Right now you’re losing customers. How you react to these defections could make the difference between life and death for your business. The reason: It costs about five times more to obtain a new customer than to retain an existing one. Yet, out of the multitude of companies spending thousands of dollars to create new customers, few care to know when their customers stop coming back. Instead of continuously pouring new customers into your agency, spend some time plugging some of the leaks with a standard process for recapturing defecting customers.

These five action steps should make a difference:

  1. Identify defections when they happen. You must know when a customer has ended a relationship with your agency. For agency businesses, it’s a non-renewal. Transactional relationships require a little more work. Knowing a customer’s average transaction size and frequency will let you identify behavior that deviates from the norm.
  2. Evaluate the value of a defection. Once a customer has left, you have to decide whether that customer is really worth keeping. Every agent will agree that some clients provide more value than others, and that retention of those high-value clients is crucial. At some point, every business needs to look at its clients in terms of both their potential value and of their impact on the cost of operations and marketing.

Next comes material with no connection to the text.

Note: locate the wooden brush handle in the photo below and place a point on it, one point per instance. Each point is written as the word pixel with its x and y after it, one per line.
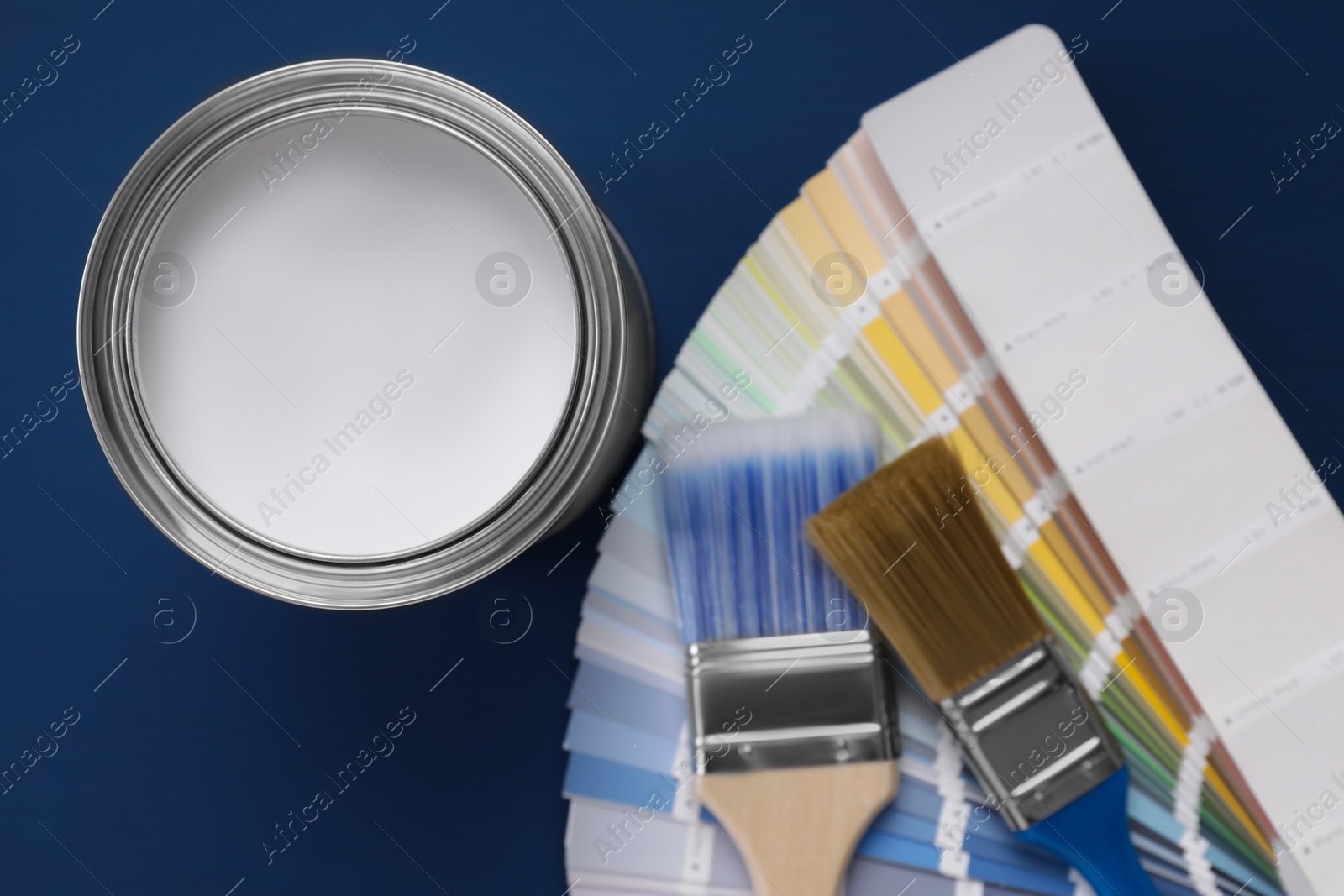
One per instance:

  3. Identify the cause. Regardless of whether you intend to keep or lose a customer, you must know why the customer is leaving. Conducting random exit interviews will give you advance warning of problems that, if left unresolved, could drive your customers to the competition in droves.
  4. Use a standard customer recapture process. Standard processes ensure that critical activities take place in a consistent manner. Create a consistent method of contacting defected customers and make it a part of your daily marketing activities. Always focus on direct marketing. Place new customers in the agency’s 'person who buys' bucket. Then, based on the size of the account and the number of policies written for them, send out a series of targeted letters and phone calls designed to create opportunities for account development.
  5. Measure the outcome of your efforts. Nothing improves unless it’s measured. An effective set of customer-recapture metrics should track the number of customers who defect in a given time period and the percentage that ultimately stay. You’ll also want to quantify the revenue from these retained customers — it will be an eye-opening figure.